Definitely not if nobody even knows what truly happened.

So maybe that’s it—maybe I can find out. If his friend is right, maybe there are witnesses; maybe there’s video; maybe there’s a flawed report.

I stand up from the couch and start pacing the living room. For the first time in a few days, I feel like I have the opportunity to do something that matters. Something real. Something for Jun.

Except I know I can’t do it from here, from behind my laptop.

I need to go to the Philippines.

I laugh. That’s impossible. I can’t just up and fly halfway across the world.

Or can I?

Spring break starts in a couple days, and I don’t have plans besides playing video games with Seth. I wouldn’t have to miss that much school, and at this point in senior year most of the classes are filler anyway. I have a passport, so that’s not an issue. And even though a last-minute ticket to Manila will be pretty damn expensive, we’ve got the money.

No, the real problem won’t be getting my parents to pay for it.

It will be convincing them to let me go.

 

 

GROUNDED

Later that night, Mom and Dad are standing at the island in the kitchen, reviewing the details of the flights I’ve pulled up on my laptop.

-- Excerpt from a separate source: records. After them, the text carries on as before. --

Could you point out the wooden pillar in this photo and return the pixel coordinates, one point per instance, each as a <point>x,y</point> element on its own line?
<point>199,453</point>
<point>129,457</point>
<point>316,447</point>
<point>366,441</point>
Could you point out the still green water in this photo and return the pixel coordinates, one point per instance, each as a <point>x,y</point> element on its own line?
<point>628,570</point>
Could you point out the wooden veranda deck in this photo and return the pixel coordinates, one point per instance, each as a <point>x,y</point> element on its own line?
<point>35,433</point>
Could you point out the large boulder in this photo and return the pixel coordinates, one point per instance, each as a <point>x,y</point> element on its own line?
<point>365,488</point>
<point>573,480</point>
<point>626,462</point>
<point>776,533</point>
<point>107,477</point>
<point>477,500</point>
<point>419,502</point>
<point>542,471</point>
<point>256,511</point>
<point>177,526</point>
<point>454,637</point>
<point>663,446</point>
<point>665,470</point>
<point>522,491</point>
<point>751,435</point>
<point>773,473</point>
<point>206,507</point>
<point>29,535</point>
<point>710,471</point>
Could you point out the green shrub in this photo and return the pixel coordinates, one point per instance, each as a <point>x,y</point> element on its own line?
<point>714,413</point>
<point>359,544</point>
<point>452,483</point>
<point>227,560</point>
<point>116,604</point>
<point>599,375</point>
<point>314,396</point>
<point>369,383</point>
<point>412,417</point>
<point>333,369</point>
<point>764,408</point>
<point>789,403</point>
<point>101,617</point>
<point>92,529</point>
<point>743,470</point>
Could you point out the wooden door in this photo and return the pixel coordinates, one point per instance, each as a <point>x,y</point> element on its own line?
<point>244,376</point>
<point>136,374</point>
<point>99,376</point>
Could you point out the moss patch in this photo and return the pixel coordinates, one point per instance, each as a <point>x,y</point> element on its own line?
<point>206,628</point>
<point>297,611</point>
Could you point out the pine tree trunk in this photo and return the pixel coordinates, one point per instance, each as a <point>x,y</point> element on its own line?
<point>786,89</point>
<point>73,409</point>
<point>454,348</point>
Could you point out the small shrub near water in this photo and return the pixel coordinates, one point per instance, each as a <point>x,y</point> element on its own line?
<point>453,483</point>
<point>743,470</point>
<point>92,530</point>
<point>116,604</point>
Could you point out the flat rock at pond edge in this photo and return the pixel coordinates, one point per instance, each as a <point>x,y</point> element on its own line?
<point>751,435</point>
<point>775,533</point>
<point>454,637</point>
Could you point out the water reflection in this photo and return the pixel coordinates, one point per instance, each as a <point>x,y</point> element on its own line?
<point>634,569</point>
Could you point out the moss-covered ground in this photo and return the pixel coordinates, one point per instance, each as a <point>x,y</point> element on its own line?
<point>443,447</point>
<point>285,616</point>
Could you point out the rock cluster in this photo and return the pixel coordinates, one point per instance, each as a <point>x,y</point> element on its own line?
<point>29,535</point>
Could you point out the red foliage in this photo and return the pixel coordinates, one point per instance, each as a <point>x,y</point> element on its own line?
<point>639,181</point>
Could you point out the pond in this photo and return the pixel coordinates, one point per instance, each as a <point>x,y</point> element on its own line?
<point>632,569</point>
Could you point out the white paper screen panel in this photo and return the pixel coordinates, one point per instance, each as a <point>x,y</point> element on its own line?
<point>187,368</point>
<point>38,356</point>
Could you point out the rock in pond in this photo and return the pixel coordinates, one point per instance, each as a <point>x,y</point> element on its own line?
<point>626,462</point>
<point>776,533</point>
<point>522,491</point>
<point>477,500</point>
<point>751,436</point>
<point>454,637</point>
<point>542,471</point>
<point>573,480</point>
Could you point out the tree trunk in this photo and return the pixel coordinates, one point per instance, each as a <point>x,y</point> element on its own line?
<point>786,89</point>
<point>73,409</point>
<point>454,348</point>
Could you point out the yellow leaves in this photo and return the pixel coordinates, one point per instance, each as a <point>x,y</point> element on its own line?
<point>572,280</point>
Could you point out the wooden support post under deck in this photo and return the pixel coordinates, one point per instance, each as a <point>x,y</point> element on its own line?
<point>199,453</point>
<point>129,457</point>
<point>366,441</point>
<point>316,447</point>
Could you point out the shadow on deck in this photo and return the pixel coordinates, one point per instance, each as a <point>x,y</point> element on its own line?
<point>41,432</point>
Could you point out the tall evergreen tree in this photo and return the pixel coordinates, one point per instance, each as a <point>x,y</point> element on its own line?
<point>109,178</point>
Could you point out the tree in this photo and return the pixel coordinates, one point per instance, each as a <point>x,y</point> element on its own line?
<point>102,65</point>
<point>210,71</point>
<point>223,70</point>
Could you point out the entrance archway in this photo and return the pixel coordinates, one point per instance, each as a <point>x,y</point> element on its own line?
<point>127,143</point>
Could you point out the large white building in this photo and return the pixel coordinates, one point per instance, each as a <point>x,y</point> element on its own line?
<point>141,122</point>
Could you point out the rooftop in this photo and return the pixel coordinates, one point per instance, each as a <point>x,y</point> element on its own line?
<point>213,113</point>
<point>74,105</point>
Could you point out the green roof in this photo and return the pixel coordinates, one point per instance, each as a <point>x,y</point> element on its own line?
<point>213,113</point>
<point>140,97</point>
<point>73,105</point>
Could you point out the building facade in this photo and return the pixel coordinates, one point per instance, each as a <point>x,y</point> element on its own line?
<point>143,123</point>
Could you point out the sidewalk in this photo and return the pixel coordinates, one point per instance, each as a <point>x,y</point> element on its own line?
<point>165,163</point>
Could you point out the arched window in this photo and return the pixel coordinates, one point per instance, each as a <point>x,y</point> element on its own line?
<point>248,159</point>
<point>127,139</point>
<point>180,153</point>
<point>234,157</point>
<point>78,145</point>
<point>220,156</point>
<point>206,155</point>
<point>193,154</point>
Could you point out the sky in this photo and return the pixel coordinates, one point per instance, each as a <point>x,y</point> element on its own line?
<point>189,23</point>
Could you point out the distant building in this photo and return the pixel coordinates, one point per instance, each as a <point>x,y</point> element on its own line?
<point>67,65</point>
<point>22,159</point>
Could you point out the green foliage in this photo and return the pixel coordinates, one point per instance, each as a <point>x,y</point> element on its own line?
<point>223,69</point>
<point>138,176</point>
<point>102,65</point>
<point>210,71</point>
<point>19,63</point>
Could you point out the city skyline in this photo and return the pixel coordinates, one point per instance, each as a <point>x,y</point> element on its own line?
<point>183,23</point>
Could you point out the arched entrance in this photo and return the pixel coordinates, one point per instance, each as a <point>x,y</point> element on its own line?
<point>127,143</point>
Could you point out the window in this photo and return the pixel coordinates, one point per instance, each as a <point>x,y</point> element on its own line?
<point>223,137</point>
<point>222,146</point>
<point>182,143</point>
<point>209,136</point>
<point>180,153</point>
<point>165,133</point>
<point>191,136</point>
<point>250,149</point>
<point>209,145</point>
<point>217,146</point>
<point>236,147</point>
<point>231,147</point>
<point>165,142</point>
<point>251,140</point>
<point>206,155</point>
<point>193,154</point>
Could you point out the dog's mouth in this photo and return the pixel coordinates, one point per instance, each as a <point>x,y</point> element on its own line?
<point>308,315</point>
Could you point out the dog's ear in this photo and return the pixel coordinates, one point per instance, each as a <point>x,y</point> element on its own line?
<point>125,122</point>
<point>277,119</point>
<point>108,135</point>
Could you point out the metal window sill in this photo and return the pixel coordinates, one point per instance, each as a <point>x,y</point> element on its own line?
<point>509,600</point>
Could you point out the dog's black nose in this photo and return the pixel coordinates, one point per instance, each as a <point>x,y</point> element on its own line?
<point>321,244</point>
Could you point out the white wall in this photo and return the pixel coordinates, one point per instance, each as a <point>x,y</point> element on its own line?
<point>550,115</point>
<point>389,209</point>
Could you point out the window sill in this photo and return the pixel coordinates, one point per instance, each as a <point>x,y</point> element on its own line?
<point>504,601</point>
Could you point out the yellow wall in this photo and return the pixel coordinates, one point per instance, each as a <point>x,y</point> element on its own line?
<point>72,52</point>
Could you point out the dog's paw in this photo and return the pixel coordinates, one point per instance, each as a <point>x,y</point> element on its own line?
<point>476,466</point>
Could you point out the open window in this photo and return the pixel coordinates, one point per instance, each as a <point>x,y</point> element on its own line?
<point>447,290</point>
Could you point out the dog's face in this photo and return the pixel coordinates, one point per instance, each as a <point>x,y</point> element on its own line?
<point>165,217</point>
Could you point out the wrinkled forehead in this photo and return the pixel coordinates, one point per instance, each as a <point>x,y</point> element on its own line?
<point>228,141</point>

I could leave the day after tomorrow, on Thursday, and then return a couple days after spring break. All they have to do is enter the payment information.

“No,” Mom says. “No way.”

Dad says nothing.

“Why not?” I ask.

“It’s too expensive,” she says.

“We just bought a Land Rover,” I counter.

“Yes, we have the money.” She gestures between Dad and herself. “But you don’t.”

Dad laughs.

“It can be my graduation present,” I say.

Mom says, “What about the new computer?”

“I don’t need one. And this even costs less.”

Mom raises an eyebrow. “Weren’t you just complaining about how this one keeps crashing unexpectedly?”

We all look at the computer, as if waiting for it to crash at that exact moment. Thankfully, it doesn’t.

“It’s fine,” I say. “That’s a quirk. It’s quirky and lovable.”

“That’s not what you’re going to say in the fall when you lose a term paper you’ve been working on for days.”

“Everything saves to the cloud now, Mom.”

She looks to Dad. He gazes at the screen.

“You guys always talk about how you learned so much from traveling. The best classroom is the world and all of that. How it opened up your eyes and changed your life. How you wouldn’t be the people you are today if you hadn’t taken some of those trips. You wouldn’t even have met if Mom never went to the Philippines. Don’t you want me to experience some of that?”

They hold their silence.

“Would you rather I sit around the house all week and play video games?”